前回に続いて今回もZB3BASICを使ってテストプログラムをRAMに書き込みます。
今回はいよいよCPUの動作確認のためのテストを行ないます。
LD、ADD、OUT、HLTの各命令のテストです。

画像左側にBASICのプログラムリストを示します。
A%にRAMのアドレス、B%にRAMに書き込むMYCPU4の命令コードを入れたうえでRAM書き込みサブルーチンをCALLします。
RAM書き込みサブルーチンは行番号90〜130です。
書き込みサブルーチンは前回のプログラムのサブルーチンの変数名を変えただけです。
プログラム実行後念のため正しく書き込まれているかどうか確認をします。
ベリファイサブルーチンも前回のテストプログラムと基本的には同じサブルーチンです。
画面右側は左側の書き込みプログラムを実行したあと
GOTO 140[Enter]
を実行して正しく書き込まれていることを確認したところです。
そのあとZB3BASICのマシン語モニタ機能を使って82C55にデータを出力します。
ot 83,92
は82C55のコントロールワードアドレス(83H)に92H(Aポート、Bポートは入力、Cポートは出力)を設定するマシン語モニタコマンドです。

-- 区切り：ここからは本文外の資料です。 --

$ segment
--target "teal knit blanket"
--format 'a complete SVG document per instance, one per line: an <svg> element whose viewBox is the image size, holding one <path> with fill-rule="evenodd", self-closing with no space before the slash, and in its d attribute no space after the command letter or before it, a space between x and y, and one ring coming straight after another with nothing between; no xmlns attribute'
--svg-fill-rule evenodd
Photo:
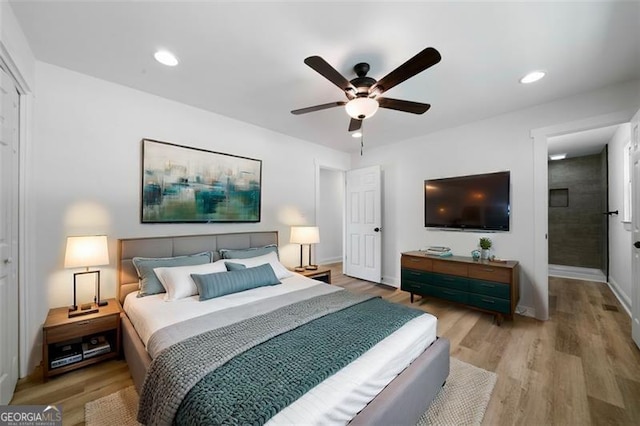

「ot」はマシン語のout命令を実行するコマンドです。
「OUT」とするとBASICのOUT命令がダイレクトモードで実行されてしまいます。
ot 83,92
の場合83、92は16進数ですが
OUT 83,92
とするとBASICのダイレクト命令になるため83、92は10進数とみなされてしまいます。
BASICの場合には
OUT $83,$92
と表記しなければ正しい結果が得られません。

RAMに書き込むときにはAポートはアドレス、BポートはデータなのでA、B、Cとも全部出力に設定します。
またRAMからデータを読み出すときにはBポートを入力に設定します。
ステップ動作ではRAMアドレスはPC(プログラムカウンタ)からの出力になるためAポートを入力にします。
またデータバスはRAMからの出力データになるためBポートも入力に設定します。

次の
ot 82,f4
はCポートのPC0、PC1、PC3を0にしてその他のビットを1にします。
PC0=0でRAMのWRがHになります。
またPC1=0でRAMのOEがLになります([第257回]の回路図参照)。
PC3はCLKです。
PC3を0にするとCLKがLになりPC3を1にするとCLKがHになります。

その次の
ot 83,08
ot 83,09
でPC4を0にしてから1にします。
PC4はRESETです。
PC4=0でCPU回路をリセットします([第252回]の回路図参照)。

これでステップ動作の準備ができました。
ステップ動作を82C55で行なうにはPC3に0、1を交互に出力します。
上に書きましたようにPC3の出力はCLKにつながっているのでPC3に0、1を交互に出力するとCLKがL、Hと交互に変化しそれによってCPUボードがステップ動作をすることになります。
CLKがL、H、L、Hと2回L、Hを繰り返すことでMYCPU4のマシンサイクルが1回実行されそのときRAMから出力されているマシン語コードが実行されます。
ここまでの82C55の出力によってMYCPU4はリセットされてCLKは最初のLで停止しています。
下は上の操作まで進んだときのCPU基板の写真です。



リセット信号を出力した結果アドレスは00(00000000)、データは03(00000011)になっています。
左下がRAM/CLOCK基板です。
青色LEDがアドレスA7〜A0で赤色LEDがD7〜D0です。
ステップモードなので現在のCLKの状態で停止しています。
現在はリセット直後のCLK=Lの状態です。
写真上側の2枚の基板がCPU基板です。
左側がDECODE回路基板で右側がREGISTER回路基板です。
RAMのデータラインがCPU回路に反映されています。

前回はCPU基板のLEDの配置は[第248回]の写真を参照してくださいと書きましたが、図のほうが見易いのでシルク図を下に示します。
下の図をプリントしてそれを見ながら説明を読んでいただくとわかり易いかと思います。
回路については[第251回]の回路図を参照してください。

命令コード03はLD A,0011です。
データバスの下位4ビット(0011)がBレジスタ/定数セレクト出力(B/d)LEDにも表示されています。
そして同じ値をAレジスタに書き込むため内部バスにも出力されています。
AレジスタとBレジスタが1111になっていますがこれはたまたまそうなっているだけで、まだAレジスタの値もBレジスタの値も未設定です(いつも1111になるとは限りません)。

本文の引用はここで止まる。